Обстоятельства речи. Коммерсантъ-Weekend 2007–2022 - стр. 6
Превращение молодого вольнодумца в пожилого охранителя – обыкновенная история, но у Достоевского и она окрашена в особые тона: тирания, играющая человеческими жизнями, ужас смертного часа, экстатический восторг чудесного спасения. 22 декабря 1849 года (по старому стилю) осужденных петрашевцев приводят на Семеновский плац и зачитывают смертный приговор. Жестокая инсценировка длится без малого час: троим приговоренным уже завязали глаза (Достоевский стоит во второй тройке), солдаты уже вскинули винтовки, когда офицер зачитывает указ о помиловании – расстрел заменили каторгой. «Ведь был же я сегодня у смерти, три четверти часа прожил с этой мыслию, был у последнего мгновения и теперь еще раз живу!» – пишет он брату Михаилу вечером того же дня. Последовавшие годы каторги и солдатской службы лишь довершат начатое в тот день.
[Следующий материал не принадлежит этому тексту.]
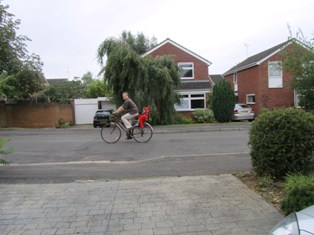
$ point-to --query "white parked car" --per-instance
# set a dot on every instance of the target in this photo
(243, 112)
(297, 223)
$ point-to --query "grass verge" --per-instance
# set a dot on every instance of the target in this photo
(270, 190)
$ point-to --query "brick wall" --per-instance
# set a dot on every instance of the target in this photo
(34, 115)
(255, 81)
(200, 68)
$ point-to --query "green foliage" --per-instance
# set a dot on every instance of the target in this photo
(299, 193)
(179, 119)
(298, 60)
(4, 150)
(223, 101)
(20, 72)
(63, 92)
(97, 88)
(140, 44)
(282, 142)
(203, 116)
(148, 81)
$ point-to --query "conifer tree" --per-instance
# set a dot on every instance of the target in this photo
(223, 101)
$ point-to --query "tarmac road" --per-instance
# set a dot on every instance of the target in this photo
(66, 155)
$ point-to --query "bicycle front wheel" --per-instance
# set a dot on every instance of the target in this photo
(142, 135)
(111, 134)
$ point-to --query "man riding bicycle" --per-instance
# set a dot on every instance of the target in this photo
(131, 109)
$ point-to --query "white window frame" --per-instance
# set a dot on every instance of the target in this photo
(248, 100)
(275, 80)
(188, 100)
(192, 67)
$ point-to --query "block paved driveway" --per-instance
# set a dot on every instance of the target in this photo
(214, 205)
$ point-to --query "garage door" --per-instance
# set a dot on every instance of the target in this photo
(85, 110)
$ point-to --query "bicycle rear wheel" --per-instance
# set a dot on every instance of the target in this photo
(111, 134)
(142, 135)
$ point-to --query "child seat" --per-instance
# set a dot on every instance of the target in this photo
(143, 116)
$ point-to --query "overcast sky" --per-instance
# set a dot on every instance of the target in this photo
(67, 33)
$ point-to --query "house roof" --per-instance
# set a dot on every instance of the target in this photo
(168, 40)
(258, 58)
(215, 78)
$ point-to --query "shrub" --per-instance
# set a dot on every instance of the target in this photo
(203, 116)
(4, 151)
(299, 193)
(223, 100)
(61, 123)
(282, 142)
(179, 119)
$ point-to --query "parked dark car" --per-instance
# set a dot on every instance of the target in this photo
(101, 117)
(243, 112)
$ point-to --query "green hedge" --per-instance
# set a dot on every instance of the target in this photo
(203, 116)
(282, 143)
(299, 193)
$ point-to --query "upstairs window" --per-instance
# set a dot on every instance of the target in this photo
(275, 74)
(186, 70)
(250, 98)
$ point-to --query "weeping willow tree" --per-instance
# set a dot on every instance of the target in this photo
(149, 81)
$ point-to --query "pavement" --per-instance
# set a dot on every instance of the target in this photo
(188, 205)
(213, 205)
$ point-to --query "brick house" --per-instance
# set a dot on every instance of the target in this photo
(195, 79)
(261, 82)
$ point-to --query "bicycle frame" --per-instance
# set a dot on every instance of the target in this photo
(113, 133)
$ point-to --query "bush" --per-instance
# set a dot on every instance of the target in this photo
(203, 116)
(282, 142)
(4, 150)
(179, 119)
(223, 100)
(299, 193)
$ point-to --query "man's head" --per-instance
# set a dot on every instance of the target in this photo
(125, 95)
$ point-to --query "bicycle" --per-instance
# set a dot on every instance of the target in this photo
(140, 132)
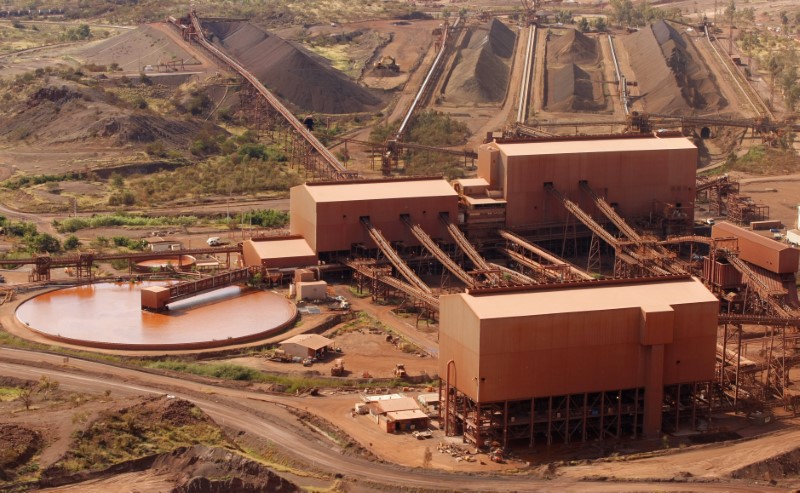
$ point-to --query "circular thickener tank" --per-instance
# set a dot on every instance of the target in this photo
(109, 315)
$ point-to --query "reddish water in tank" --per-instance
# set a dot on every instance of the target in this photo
(110, 314)
(184, 261)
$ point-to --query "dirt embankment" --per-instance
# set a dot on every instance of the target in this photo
(154, 444)
(135, 50)
(66, 112)
(574, 74)
(294, 74)
(18, 447)
(481, 75)
(672, 76)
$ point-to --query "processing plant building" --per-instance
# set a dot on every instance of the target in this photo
(576, 361)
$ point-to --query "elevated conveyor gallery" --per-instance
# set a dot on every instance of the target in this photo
(437, 252)
(469, 250)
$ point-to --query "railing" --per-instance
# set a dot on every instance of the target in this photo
(187, 289)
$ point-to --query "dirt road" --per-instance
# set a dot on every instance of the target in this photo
(258, 414)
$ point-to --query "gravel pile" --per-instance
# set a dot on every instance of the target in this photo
(481, 74)
(574, 74)
(672, 76)
(291, 72)
(570, 88)
(573, 47)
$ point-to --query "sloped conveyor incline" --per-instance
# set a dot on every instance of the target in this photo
(764, 292)
(393, 257)
(553, 259)
(437, 252)
(469, 250)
Либеральная публицистика часто видит в истории Достоевского стокгольмский синдром: страдания проще пережить, если увидеть в них высшую правду и воспеть собственных мучителей. В слиянии с силой, способной казнить и миловать, можно найти своеобразный комфорт, но это какой-то сюжет из фильма «Ночной портье», для России Достоевского в нем не хватает метафизического размаха. Чтобы прийти от потрясения основ к их искреннему утверждению, необходимо пережить пограничное состояние, экстремальный опыт.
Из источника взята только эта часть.